New EU sanctions against Russia could completely “ban” crypto payments to European wallets. 

The European Union is likely to tighten its grip on Russian crypto investments in the bloc in response to “spoof” votes being held in Russian-occupied parts of Ukraine, according to Coindesk .

 

Previously, analysts had raised concerns about Russia's ability to use crypto to circumvent economic sanctions after a series of "non-military" missions that Russia "moved out" in Ukraine. The EU has since continuously discussed measures to purge Russia. 

In order to prevent Russia from conducting global transactions with digital assets, especially since the sector is not subject to any control from central banks, the EU has set a threshold for Russian payments. at 10,000 euros ($9,600). But this holding limit will most likely be removed, meaning Russians from here will not be able to hold any assets in crypto wallets in the EU.

European Commission President Ursula von der Leyen commented:

"The fake referendum being held in the occupied territories of Russia is an illegal attempt to acquire land and change international borders by force." 
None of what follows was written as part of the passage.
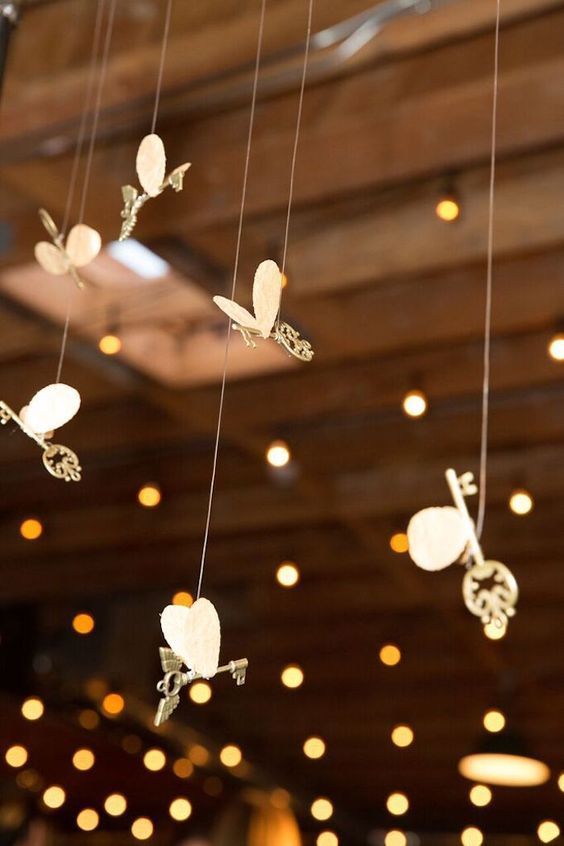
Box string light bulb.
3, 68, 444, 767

Von der Leyen announced that Russia's oil price ceiling, a ban on the export of aviation goods and electronic components and restrictions on the import of Russian goods would deprive the country of 7 billion euros.

It seems that tensions between Russia, the United States and the European Union are becoming more apparent than ever. The proof is that since being excluded from SWIFT as well as being under increasing pressure globally, the number of wallet addresses holding more than 1,000 Bitcoins has spiked, coinciding with the time of Bitcoin transaction volume. peaked in Russia. The severe devaluation of the Russian ruble is also an incentive for people to flee to crypto

But full details have yet to be released, as EU member states are still subject to the agreement. FoxCryptoNews will soon update in the upcoming article.